Stack Trace Deduplication: Faster, More Accurately, and in More Realistic Scenarios

In large-scale software systems, there are often no fully-fledged bug reports with human-written descriptions when an error occurs. In this case, developers rely on stack traces, i.e., series of function calls that led to the error. Since there can be tens and hundreds of thousands of them describing the same issue from different users, automatic deduplication into categories is necessary to allow for processing. Recent works have proposed powerful deep learning-based approaches for this, but they are evaluated and compared in isolation from real-life workflows, and it is not clear whether they will actually work well at scale. To overcome this gap, this work presents three main contributions: a novel model, an industry-based dataset, and a multi-faceted evaluation. Our model consists of two parts - (1) an embedding model with byte-pair encoding and approximate nearest neighbor search to quickly find the most relevant stack traces to the incoming one, and (2) a reranker that re-ranks the most fitting stack traces, taking into account the repeated frames between them. To complement the existing datasets collected from open-source projects, we share with the community SlowOps - a dataset of stack traces from IntelliJ-based products developed by JetBrains, which has an order of magnitude more stack traces per category.

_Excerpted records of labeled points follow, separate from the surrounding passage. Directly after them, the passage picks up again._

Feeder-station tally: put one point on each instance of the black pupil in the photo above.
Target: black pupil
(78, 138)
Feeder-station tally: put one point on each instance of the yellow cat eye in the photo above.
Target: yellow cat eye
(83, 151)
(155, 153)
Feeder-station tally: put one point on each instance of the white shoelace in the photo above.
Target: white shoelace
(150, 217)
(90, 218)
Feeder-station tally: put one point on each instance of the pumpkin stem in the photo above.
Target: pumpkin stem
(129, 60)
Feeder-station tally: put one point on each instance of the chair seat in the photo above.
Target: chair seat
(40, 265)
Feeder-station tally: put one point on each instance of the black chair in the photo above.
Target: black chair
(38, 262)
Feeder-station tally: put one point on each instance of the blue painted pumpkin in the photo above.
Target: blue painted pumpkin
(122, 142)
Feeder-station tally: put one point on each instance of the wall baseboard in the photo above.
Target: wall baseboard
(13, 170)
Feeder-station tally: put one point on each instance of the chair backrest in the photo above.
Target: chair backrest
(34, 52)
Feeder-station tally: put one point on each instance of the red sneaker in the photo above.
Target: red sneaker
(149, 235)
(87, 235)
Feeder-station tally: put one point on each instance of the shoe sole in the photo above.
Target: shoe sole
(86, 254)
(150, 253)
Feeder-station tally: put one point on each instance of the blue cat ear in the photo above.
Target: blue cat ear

Finally, we carry out an evaluation that strives to be realistic: measuring not only the accuracy of categorization, but also the operation time and the ability to create new categories. The evaluation shows that our model strikes a good balance - it outperforms other models on both open-source datasets and SlowOps, while also being faster on time than most. We release all of our code and data, and hope that our work can pave the way to further practice-oriented research in the area.

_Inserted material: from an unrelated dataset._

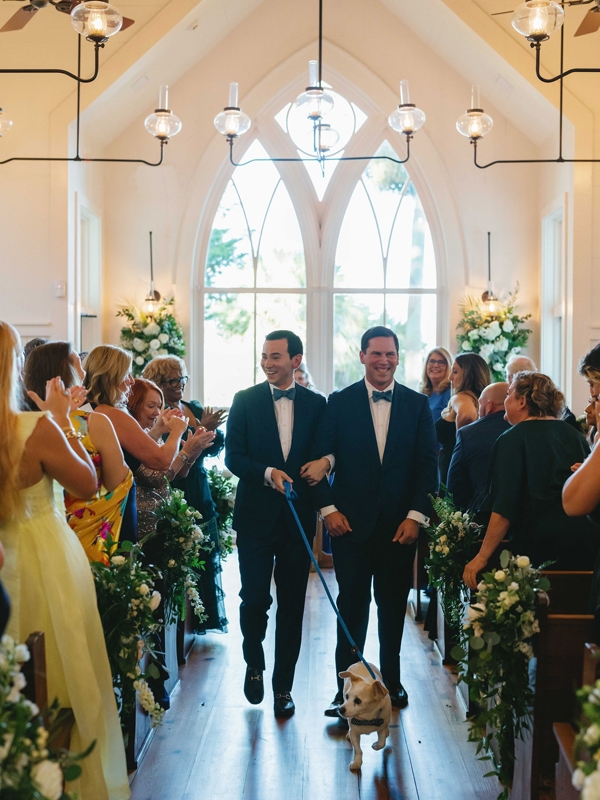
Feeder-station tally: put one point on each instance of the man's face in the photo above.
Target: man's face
(381, 361)
(276, 363)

翻译：在大型软件系统中，错误发生时往往不存在包含人工编写描述的完整错误报告。在这种情况下，开发者需要依赖堆栈跟踪，即导致错误的一系列函数调用。由于描述同一问题的堆栈跟踪可能来自不同用户，数量可达数万甚至数十万，因此必须通过自动去重将其分类处理，以便进行分析。近期研究提出了基于深度学习的强大方法来解决这一问题，但这些方法在评估和比较时脱离了实际工作流程，其在大规模场景下的实际效果尚不明确。为弥补这一不足，本研究提出了三个主要贡献：一种新颖的模型、一个基于工业场景的数据集，以及一个多维度的评估体系。我们的模型包含两个部分：(1) 采用字节对编码与近似最近邻搜索的嵌入模型，用于快速查找与输入堆栈跟踪最相关的现有记录；(2) 考虑重复调用帧的重排序器，对最匹配的堆栈跟踪进行重新排序。为补充现有开源项目数据集，我们向社区发布了SlowOps数据集，该数据集包含来自JetBrains开发的IntelliJ系列产品的堆栈跟踪，其每个类别的堆栈跟踪数量比现有数据集高出一个数量级。最后，我们开展了力求贴近实际的评估：不仅衡量分类准确性，同时测量运行时间及创建新类别的能力。评估结果表明，我们的模型实现了良好平衡——在开源数据集和SlowOps数据集上均优于其他模型，同时运行速度也快于大多数现有模型。我们公开了所有代码与数据，希望本研究能为该领域进一步面向实践的研究铺平道路。